Тайфун. По минному полю, как по тонкому льду
Красная дорожная пыль неожиданно взвинтилась спиралью к небу. Сильный порыв ветра сорвал тростниковую шляпу с головы стоявшего рядом крестьянина. Шляпа вертелась, кружилась, гонимая ветром среди сухих, покрытых густым слоем пыли трав императа, пока не уткнулась в колючую проволоку.
Жалостливая гримаса передернула лицо крестьянина: испорчена шляпа.
А ветер продолжал усиливаться. Он раздувал наши зеленые полиэтиленовые плащ-палатки, превращая их в подобие парусов, которые неудержимо волокли нас по земле. Все ниже нависали над землей сизо-черные облака. Одно из них, словно натолкнувшись на вершину горного Чыонгшона на западной границе с Лаосом, гневно обрушило мощные струи дождя. А ветер все нарастал, ливень будто стремился воссоединить небо с землей.
– Надвигается бао – тайфун, – я еле слышал слова крестьянина. В свисте ветра и шуме дождя тонули все остальные звуки.
Я прежде не раз попадал в тайфун. Но такой переносил впервые. Скорость ветра достигала свыше 40 метров в секунду. Об этом я, конечно, узнал позже. А пока ветер валил с ног. Дождь, словно плетью, хлестал по лицу.
– Надо скорее добраться до ближайшей деревни, – кричал мне крестьянин.
Дорога свернула в сторону небольшого холма, на котором виднелось несколько бамбуковых строений – и в них спасение. С каждой минутой идти становилось все труднее. Ноги скользили по красной расползавшейся глине. Прибывала вода. Небольшие ручьи на глазах превращались в бурные потоки. Многочисленные воронки заливались водой, на глазах образовывалось сплошное желтое озеро, погружавшее в свою пучину кустарники, побеги молодого бамбука. И только ряд колючей проволоки на холме служил ориентиром среди сплошной водной пустыни. Не знаю, как прошли сквозь этот кошмар. Но и это не все. Оказалось, что поля были заминированы и мы прошли через мины. Я горько сострил: «По минному полю прошли, как по тонкому льду. И ничего…» Итальянец Массимо Локке даже не улыбнулся.
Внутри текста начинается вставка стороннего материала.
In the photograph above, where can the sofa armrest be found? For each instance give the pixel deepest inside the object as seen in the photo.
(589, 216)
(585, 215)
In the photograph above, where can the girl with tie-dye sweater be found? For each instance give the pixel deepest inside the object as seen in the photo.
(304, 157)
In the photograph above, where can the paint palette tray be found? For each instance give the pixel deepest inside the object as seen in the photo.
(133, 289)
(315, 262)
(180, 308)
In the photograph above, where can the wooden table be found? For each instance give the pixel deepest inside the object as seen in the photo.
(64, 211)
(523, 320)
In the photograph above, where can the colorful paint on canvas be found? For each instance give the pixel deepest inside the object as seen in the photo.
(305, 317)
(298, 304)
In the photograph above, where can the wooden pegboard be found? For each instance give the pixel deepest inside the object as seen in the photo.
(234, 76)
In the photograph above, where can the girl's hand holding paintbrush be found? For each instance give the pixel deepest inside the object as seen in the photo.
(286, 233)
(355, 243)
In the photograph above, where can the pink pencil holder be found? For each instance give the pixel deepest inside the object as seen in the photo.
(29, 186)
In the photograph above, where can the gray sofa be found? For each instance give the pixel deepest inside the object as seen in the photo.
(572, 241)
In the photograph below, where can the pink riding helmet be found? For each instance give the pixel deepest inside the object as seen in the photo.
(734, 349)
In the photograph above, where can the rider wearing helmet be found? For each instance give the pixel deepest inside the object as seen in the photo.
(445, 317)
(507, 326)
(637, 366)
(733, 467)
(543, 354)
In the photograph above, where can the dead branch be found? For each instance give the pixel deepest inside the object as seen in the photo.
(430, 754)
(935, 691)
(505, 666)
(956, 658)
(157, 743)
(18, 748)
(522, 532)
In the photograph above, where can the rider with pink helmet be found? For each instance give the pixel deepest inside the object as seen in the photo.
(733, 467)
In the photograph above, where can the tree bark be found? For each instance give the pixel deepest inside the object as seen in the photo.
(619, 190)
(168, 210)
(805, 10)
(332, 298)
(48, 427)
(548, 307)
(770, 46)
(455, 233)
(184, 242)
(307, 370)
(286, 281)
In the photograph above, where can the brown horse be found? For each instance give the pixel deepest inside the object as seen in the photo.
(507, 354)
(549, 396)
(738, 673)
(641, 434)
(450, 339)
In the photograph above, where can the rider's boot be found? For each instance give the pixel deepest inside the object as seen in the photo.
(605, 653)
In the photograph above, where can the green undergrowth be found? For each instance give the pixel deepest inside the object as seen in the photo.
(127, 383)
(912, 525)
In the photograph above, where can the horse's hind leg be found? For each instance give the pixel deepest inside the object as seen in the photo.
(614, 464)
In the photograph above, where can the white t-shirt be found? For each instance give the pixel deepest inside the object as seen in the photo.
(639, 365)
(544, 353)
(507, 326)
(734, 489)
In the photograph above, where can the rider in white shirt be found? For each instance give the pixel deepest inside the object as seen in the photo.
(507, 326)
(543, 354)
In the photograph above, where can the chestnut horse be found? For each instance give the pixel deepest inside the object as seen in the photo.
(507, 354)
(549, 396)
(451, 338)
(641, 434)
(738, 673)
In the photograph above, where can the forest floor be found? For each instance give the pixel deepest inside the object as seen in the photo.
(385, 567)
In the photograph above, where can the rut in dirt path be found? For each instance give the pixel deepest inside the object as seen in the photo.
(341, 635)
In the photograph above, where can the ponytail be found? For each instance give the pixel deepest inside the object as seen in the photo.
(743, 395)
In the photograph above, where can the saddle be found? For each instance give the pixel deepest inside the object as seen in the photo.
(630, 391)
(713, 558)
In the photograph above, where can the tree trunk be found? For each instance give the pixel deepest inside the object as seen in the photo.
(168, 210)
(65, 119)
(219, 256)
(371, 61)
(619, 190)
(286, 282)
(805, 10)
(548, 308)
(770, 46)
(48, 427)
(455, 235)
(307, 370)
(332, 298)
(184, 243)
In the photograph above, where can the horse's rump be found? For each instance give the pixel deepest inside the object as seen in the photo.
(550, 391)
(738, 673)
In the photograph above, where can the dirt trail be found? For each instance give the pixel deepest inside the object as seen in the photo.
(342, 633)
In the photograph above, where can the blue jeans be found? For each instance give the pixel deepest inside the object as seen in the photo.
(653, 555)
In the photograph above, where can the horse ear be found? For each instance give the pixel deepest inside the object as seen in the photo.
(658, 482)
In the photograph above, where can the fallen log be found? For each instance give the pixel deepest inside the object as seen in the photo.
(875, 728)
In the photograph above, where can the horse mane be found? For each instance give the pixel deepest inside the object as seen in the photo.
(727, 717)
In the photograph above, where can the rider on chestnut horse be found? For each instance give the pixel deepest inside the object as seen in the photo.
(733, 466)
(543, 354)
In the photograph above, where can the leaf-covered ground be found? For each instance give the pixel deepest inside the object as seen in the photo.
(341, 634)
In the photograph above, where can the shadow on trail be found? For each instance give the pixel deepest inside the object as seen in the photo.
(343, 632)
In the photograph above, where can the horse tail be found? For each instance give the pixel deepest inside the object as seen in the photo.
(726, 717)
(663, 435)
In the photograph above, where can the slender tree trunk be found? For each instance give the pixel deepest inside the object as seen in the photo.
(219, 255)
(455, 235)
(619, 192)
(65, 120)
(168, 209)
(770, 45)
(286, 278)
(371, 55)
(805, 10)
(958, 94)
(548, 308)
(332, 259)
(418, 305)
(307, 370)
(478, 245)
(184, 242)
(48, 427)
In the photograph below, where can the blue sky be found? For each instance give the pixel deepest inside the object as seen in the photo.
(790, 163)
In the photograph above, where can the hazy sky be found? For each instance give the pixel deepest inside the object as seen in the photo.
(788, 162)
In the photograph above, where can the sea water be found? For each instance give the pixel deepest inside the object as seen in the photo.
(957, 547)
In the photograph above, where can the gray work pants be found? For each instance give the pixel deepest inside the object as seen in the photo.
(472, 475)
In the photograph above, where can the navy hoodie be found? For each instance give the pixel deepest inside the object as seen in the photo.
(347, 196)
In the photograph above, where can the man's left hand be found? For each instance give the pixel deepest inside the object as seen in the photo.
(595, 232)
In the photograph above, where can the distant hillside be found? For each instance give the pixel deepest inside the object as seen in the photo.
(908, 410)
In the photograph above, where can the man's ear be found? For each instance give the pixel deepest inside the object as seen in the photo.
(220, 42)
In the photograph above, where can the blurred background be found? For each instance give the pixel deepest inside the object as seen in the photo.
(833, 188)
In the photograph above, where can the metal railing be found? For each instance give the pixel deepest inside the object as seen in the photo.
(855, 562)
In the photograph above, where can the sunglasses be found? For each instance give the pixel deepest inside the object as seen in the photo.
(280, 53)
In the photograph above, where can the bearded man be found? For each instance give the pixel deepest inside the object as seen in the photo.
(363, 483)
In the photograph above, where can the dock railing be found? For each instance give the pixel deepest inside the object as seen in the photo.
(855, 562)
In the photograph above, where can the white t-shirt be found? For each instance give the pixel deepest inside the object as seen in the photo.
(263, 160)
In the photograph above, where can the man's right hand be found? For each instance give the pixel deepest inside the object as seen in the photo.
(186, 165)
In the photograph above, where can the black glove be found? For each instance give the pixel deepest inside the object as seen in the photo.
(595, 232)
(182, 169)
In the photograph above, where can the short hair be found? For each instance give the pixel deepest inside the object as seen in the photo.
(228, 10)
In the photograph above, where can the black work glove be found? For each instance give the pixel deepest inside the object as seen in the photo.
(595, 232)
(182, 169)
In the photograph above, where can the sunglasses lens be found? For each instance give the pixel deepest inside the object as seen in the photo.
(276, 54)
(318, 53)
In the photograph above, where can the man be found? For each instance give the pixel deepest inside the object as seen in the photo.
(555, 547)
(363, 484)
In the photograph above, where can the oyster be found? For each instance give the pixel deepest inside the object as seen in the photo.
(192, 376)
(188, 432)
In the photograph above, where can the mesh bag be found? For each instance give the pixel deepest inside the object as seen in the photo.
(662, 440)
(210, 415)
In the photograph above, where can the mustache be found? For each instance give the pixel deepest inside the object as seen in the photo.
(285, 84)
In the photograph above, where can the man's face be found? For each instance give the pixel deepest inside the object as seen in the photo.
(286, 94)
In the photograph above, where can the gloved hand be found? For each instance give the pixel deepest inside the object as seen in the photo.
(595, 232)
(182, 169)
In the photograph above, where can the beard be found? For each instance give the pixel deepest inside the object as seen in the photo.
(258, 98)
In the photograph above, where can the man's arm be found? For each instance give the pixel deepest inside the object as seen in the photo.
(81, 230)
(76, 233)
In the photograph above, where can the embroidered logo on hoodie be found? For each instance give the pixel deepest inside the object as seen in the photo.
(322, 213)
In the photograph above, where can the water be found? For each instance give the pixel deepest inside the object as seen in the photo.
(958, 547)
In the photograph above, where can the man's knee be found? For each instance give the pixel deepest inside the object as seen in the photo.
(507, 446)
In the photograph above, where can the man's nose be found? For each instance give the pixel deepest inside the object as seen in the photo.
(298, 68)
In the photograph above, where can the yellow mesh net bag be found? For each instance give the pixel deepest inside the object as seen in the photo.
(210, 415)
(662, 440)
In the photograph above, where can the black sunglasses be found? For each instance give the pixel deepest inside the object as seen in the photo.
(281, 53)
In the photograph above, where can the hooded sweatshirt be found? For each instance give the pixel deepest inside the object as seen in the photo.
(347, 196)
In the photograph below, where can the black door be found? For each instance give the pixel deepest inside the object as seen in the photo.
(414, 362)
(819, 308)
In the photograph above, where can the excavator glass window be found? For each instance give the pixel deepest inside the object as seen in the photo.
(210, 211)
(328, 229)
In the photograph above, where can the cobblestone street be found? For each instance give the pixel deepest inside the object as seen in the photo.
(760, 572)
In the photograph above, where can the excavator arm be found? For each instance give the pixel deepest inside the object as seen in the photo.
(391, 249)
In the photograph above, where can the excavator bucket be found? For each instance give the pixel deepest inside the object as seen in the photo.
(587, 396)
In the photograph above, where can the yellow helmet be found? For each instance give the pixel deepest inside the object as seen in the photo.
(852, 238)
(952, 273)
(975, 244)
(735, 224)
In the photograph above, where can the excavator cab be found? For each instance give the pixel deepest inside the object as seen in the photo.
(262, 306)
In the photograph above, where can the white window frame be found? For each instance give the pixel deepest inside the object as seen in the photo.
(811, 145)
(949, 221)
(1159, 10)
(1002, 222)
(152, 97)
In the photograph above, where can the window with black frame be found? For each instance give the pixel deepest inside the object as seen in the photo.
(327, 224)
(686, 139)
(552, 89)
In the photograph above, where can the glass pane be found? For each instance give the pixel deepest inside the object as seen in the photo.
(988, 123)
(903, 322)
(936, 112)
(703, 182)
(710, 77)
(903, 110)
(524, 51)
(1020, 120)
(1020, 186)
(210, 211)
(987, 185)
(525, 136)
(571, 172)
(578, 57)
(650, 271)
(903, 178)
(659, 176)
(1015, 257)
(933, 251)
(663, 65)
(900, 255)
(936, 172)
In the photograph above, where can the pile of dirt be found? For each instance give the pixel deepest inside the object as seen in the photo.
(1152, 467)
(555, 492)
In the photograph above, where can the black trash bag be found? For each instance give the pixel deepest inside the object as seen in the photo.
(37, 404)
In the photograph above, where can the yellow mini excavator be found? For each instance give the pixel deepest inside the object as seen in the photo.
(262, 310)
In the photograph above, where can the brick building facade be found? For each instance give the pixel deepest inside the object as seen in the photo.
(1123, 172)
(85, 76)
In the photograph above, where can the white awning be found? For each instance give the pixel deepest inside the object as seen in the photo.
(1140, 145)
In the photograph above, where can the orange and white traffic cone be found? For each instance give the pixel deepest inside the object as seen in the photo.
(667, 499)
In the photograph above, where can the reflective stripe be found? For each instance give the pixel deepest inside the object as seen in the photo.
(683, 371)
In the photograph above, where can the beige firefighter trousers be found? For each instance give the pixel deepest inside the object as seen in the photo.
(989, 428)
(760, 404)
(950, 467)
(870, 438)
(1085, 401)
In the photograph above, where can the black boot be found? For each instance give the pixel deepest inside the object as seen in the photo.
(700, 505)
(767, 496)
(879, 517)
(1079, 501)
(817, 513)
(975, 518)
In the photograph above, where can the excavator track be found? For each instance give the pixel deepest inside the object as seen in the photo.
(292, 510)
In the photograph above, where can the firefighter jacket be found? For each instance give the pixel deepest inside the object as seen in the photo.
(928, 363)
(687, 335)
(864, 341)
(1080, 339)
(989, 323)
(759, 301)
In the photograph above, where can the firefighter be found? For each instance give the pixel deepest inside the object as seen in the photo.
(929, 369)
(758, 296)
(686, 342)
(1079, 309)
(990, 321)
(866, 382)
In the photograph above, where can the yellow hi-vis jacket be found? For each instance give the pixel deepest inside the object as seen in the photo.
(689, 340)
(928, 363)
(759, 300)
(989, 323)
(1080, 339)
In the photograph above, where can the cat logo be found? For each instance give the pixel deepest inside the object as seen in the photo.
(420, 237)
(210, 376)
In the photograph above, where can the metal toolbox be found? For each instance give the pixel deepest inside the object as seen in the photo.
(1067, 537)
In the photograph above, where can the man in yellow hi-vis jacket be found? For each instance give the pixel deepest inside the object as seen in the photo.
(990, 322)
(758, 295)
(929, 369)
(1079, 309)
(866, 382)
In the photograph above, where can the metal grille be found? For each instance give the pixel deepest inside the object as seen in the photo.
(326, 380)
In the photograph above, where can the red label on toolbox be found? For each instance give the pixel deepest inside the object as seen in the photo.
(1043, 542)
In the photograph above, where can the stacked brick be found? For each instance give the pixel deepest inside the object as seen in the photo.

Наконец добрались до селения… Временная постройка из бамбука, тростника и соломы стала нашим пристанищем. Пожилой крестьянин бережно подбрасывал хворост. Я знал, что в этих краях, чтобы собрать хворост, крестьянину приходилось пройти не один десяток километров до горных джунглей, где каждый шаг – это риск, смертельный риск напороться на мину. На сколько времени хватит тех трех вязанок, что аккуратно были сложены в углу хижины? И сколько дней еще продлится тайфун? Воздух становился все более влажным и холодным…
Пока я выжимал на пороге вымокшую до нитки одежду, мой спутник о чем-то шептался со стариком. Ветер и барабанный стук ливня по соломенной крыше заглушали его слова. В глиняном желобе у скрипучей двери бурлила вода, вскипая маленькими пузырями. Выжав одежду, я прошлепал босыми ногами в дом. В хижине было темно. Прыгающие блики огня освещали небольшой алтарь предков, на котором стояли в снарядной гильзе несколько буддийских благовонных палочек. Я оглядел хижину: стол, сколоченный из досок от кузова военного грузовика, фан – крестьянская кровать, покрытая старой выцветшей циновкой, и три табурета – все, что было в крестьянском доме.
Старик подставил к столу табурет, пригласил меня сесть. Затем раскурил кальян, протянул его мне. Сигареты настолько намокли в сумке, что превратились в сплошное месиво бумаги и табака. Я хотел было их выбросить, но крестьянин забрал пачку, заботливо отжал воду, разложил вымокшие сигареты на камне у огня.
– Подсушу, еще вам же и пригодится табак, – сказал он.
Крестьянин казался мне угрюмым и молчаливым. Его непомерно большие, навыкате, черные глаза словно кололи. Сухие, мозолистые, крючковатые пальцы с обломанными короткими ногтями чем-то напоминали лапы хищной птицы. И между тем Куэ – добрейший человек – так сказал мне спутник-крестьянин, когда знакомил со стариком.
Хозяин суетился у очага. Затем накинул на плечи плащ-палатку и вышел из дому. Через мгновение его сгорбленная фигура скрылась в темноте. Он вернулся спустя несколько минут. Под плащ-палаткой принес старый закопченный котелок, с зернами риса.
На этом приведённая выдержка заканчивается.